今回の主人公は女性。もう何度観たのかも思い出せない「ゴッズ・オウン・カントリー」のあの色調、あの湿度、あの静謐さがそのまま舞台を19世紀の海辺に変えて蘇ります。早春のヨークシャーの丘に吹いた冷たい風は海風に変わり、波を立て、化石が眠る断崖に飛沫を上げ、孤独な主人公が踏みしめるのは草から波に洗われた丸い小石だらけの浜に変わります。このふたつの風景はいずれも厳しい環境で、地域性も大きく違うはずなのに、ひとつのフランシスの視点というフィルターを経ると、行ったことも無いのに何故か沁みるように懐かしくさえありました。

もちろんこの二作で描かれる主人公の生活はあくまで厳しく、地味で質素で抑圧されたものであることについて表現の甘さは一切なく、辛いほど十二分に伝わってくるのですが、とにかく画があの画であり、共通するモチーフがそこかしこに散りばめられているのです。例えるなら何だろう...?引越しても自分の部屋はあくまで自分の快適な空間で、やっぱり落ちつくなぁ...みたいな安堵感でしょうか。

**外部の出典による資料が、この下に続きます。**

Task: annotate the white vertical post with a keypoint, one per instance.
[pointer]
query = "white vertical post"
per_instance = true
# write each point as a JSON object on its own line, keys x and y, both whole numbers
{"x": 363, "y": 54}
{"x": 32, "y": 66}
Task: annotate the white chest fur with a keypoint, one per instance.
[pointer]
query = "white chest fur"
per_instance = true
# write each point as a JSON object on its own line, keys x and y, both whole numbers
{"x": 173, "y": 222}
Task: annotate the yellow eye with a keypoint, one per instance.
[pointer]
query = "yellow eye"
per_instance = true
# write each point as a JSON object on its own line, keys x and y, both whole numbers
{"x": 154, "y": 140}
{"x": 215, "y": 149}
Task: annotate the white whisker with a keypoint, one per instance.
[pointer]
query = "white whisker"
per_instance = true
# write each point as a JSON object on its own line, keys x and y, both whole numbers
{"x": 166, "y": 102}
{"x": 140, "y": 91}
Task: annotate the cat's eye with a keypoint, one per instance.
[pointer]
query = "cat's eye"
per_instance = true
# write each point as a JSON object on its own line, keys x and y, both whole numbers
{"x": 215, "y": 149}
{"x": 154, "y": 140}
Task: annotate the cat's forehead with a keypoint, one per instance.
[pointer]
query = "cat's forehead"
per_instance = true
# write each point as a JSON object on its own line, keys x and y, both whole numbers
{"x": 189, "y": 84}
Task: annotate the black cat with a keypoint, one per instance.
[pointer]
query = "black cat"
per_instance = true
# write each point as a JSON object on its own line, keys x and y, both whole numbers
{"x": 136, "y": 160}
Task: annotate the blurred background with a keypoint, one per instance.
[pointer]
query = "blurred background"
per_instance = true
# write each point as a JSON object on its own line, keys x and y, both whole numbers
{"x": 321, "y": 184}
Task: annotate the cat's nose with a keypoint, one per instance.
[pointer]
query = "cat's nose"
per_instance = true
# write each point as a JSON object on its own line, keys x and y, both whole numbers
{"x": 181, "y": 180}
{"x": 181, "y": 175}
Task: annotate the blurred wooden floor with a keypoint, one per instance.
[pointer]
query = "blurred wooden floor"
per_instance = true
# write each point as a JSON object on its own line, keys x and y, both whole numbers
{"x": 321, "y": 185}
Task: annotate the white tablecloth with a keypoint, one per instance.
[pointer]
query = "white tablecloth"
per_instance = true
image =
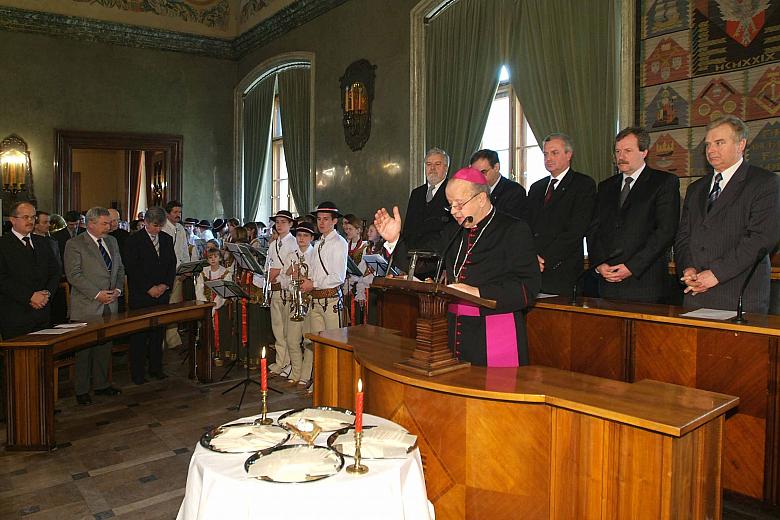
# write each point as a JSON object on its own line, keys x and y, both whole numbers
{"x": 218, "y": 488}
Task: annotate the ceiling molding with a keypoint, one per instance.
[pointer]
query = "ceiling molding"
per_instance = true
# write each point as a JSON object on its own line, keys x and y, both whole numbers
{"x": 283, "y": 21}
{"x": 90, "y": 30}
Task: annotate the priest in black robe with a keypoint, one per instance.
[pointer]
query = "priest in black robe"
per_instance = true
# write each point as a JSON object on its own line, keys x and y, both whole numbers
{"x": 488, "y": 254}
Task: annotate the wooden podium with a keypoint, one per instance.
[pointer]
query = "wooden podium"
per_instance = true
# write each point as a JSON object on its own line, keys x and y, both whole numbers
{"x": 432, "y": 355}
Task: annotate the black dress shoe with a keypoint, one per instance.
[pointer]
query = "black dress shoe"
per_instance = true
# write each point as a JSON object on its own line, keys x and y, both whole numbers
{"x": 109, "y": 390}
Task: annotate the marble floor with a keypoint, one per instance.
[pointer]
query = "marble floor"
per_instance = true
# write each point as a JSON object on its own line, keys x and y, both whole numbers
{"x": 127, "y": 456}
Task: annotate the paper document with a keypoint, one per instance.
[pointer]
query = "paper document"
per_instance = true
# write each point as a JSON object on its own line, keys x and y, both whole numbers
{"x": 710, "y": 314}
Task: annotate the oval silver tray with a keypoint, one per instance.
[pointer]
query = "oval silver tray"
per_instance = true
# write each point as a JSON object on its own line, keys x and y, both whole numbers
{"x": 335, "y": 435}
{"x": 339, "y": 463}
{"x": 281, "y": 418}
{"x": 206, "y": 438}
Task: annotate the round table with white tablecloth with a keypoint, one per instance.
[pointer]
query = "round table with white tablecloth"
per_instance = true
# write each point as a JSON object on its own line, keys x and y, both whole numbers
{"x": 218, "y": 488}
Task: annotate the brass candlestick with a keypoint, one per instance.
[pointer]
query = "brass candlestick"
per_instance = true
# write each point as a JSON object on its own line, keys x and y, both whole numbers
{"x": 264, "y": 420}
{"x": 357, "y": 467}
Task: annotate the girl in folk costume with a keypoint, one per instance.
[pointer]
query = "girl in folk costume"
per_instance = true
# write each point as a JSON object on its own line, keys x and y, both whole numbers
{"x": 356, "y": 287}
{"x": 301, "y": 363}
{"x": 214, "y": 271}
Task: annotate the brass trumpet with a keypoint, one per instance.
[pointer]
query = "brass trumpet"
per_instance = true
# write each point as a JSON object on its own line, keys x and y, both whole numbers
{"x": 266, "y": 299}
{"x": 299, "y": 301}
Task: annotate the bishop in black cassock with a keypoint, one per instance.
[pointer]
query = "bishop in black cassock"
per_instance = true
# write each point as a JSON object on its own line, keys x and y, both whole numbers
{"x": 491, "y": 256}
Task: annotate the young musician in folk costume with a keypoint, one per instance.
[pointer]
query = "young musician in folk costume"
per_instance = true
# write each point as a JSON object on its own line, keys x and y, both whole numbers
{"x": 327, "y": 271}
{"x": 301, "y": 363}
{"x": 278, "y": 251}
{"x": 356, "y": 287}
{"x": 215, "y": 271}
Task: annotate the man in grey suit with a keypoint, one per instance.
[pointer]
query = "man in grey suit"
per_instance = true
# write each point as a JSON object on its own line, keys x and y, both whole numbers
{"x": 95, "y": 272}
{"x": 729, "y": 219}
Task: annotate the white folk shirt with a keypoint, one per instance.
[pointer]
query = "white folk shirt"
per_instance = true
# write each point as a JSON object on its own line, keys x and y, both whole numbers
{"x": 180, "y": 243}
{"x": 279, "y": 252}
{"x": 295, "y": 257}
{"x": 330, "y": 250}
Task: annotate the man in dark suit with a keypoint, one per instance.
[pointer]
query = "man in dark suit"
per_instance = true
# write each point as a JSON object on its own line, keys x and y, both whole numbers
{"x": 118, "y": 233}
{"x": 151, "y": 268}
{"x": 426, "y": 213}
{"x": 729, "y": 218}
{"x": 96, "y": 275}
{"x": 506, "y": 196}
{"x": 29, "y": 275}
{"x": 72, "y": 228}
{"x": 635, "y": 221}
{"x": 560, "y": 208}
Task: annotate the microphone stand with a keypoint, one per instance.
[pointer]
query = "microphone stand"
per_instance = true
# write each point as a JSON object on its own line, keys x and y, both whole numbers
{"x": 740, "y": 318}
{"x": 611, "y": 257}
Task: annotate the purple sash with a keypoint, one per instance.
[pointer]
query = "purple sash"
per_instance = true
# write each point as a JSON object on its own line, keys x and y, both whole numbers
{"x": 500, "y": 335}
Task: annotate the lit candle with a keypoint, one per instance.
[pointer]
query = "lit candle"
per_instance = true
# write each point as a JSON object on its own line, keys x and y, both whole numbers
{"x": 263, "y": 373}
{"x": 359, "y": 408}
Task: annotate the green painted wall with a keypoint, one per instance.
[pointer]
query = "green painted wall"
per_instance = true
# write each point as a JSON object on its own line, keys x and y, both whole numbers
{"x": 48, "y": 83}
{"x": 377, "y": 30}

この安堵感に似た感覚は「ゴッズ・オウン・カントリー」でワタシの中に培われたフランシスへの絶対的な信頼に基づくものだろうと容易に自己分析出来ます。要するに、ワタシは決定的にこの人の作風、この人の視点が好きなのです。

 

前作との違いこそネタバレなので自粛しますが、フランシスのたまらなく溢れてしまうロマンティストぶりと、相反するのではなくあくまでその表裏に在り続ける「人間は孤独な生き物」とか「愛だけでは生きていけない」とかそういう現実主義には共感しかありません。

だからこそ必ず出てくる、酔ってしまうほどに生々しく力強い性表現と、作中の当事者とひいては鑑賞者にまで突きつけられ問われる、性愛や情熱のその”向こう”へふたりで進めるのか、というもどかしく痛みを伴うあまりにも現実的で重い課題。

それを主人公たちはどうするのか、どうしたのか。

 

メアリー・アニングは実在の人物ですが、性的自認などの設定を含め史実を忠実に再現したドラマではありません。それでも彼女がいなかったことにされてきた歴史を思えば、この名前が立ち上がることには意味があると思ってます。

※この脚色の問題はメアリーの出生地からのクレームがフランシスの誠実さで一応終息したように見える一連の記事があったはずなので、また確認して貼り付けます

 

フランシスの私生活の変化に関して気付いてしまった上で本作を観たので、ヒリヒリとした痛みを端々に感じてしまいましたが、これは穿った感想かな...あと女 x 女の性愛描写が上手くて正直驚きました。

 

【おまけ】

今作とあの映画を比べる向きがあまりに多くて辟易しているんですが、そもそもテーマが違うと思った次第。